The elements have an uncomfortable familiarity: the booming economy threatened by sharp price increases for basic commodities; the reborn pride in nationalism; the sets of interlocking alliances; the buildup in arms; the strategy of the pre-emptive strike; the growing sense that a quick war would be “winnable”; the apparent inability of global economic interdependence to discredit the presumed gains of war; the uncertain quality of the world’s leaders; the feeling that all international events are somehow related to a single great rivalry between two great powers; the suspicions of plots and counterplots; the spread of terrorism; the sense that all small nations are merely the clients or proxies of some large nation; the inability, in fact, of the large nations to control very reliably the behavior of their clients and proxies; the ability of the clients and proxies to lead their protectors into unwanted conflicts; the internal upheavals that might be repressed by uniting a country to fight an external foe; the urge to satisfy strident nationalist appeals to “do something” to rescue national pride; the belief that any event in the world, no matter how remote, is somehow tied to a nation’s essential interests; the lack of understanding that the survival of an opponent may be more beneficial than his destruction; the belief that accommodation is “appeasement.”
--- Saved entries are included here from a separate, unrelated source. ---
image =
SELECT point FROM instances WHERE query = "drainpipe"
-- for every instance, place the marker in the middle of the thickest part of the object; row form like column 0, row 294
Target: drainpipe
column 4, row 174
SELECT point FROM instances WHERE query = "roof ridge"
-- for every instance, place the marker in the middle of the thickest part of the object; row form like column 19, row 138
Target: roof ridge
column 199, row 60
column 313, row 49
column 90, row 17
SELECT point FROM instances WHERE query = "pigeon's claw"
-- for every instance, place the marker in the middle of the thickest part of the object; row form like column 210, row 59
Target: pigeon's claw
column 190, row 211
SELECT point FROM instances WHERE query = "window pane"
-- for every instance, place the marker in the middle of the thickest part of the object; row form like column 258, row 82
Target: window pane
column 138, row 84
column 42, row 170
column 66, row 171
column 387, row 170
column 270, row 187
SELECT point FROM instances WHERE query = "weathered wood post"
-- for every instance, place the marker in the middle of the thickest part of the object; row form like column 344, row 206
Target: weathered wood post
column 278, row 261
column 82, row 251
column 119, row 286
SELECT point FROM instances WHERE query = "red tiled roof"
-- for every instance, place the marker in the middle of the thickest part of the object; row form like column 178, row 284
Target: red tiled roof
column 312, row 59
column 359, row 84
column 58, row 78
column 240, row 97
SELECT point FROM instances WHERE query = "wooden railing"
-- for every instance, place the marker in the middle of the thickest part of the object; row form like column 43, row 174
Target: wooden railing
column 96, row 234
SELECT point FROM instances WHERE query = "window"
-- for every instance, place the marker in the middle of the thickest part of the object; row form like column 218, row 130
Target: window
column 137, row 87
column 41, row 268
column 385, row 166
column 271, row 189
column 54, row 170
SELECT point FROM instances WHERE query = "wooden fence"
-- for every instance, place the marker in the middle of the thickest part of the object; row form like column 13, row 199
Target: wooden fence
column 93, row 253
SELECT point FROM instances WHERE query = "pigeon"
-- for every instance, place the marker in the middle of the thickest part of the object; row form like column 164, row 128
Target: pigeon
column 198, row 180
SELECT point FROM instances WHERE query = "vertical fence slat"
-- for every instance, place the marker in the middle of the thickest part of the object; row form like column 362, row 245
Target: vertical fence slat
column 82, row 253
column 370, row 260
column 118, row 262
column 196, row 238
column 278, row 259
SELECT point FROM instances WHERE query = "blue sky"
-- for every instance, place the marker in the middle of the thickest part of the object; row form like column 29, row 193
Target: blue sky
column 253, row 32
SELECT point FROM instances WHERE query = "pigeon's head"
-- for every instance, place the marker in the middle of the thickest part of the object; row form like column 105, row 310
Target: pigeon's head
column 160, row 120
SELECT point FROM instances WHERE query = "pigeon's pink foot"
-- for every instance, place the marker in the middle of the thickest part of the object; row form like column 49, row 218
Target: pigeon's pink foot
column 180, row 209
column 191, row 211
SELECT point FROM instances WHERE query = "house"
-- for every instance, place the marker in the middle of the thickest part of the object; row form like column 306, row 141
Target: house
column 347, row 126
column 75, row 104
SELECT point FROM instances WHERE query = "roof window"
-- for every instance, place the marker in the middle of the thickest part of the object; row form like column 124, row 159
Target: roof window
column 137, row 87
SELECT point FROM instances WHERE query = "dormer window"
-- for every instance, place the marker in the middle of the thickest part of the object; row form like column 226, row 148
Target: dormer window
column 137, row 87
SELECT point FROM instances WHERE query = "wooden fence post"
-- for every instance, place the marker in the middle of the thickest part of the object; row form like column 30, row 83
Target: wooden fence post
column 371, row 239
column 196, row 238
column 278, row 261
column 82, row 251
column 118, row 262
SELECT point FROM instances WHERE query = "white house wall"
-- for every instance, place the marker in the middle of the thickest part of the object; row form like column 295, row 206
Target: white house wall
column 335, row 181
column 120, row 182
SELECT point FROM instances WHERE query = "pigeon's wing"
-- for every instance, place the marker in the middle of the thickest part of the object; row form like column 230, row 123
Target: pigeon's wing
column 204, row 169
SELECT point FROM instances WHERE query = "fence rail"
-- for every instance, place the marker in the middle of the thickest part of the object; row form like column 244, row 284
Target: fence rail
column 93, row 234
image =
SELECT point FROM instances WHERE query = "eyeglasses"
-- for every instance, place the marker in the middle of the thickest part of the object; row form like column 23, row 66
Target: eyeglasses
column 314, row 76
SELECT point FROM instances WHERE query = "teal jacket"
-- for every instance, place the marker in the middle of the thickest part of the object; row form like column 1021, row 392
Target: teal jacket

Still, this essential difference separates past from present; the major powers—the United States, the Soviet Union, the European countries, China, and Japan—don’t want a major war. Having seen two world wars destroy half-a-dozen nineteenth-century empires, the major powers no longer see a war among themselves as a solution to their problems; indeed, they see it as an act of suicide. Although they may provoke one another, and need to suffer provocation as well, although they may be directly or indirectly involved from time to time in coups and riots and wars and bombings and hostage takings in the Third World, none of the major powers appears foolish enough to forget that in the essential need to avoid a global war, they are all allies.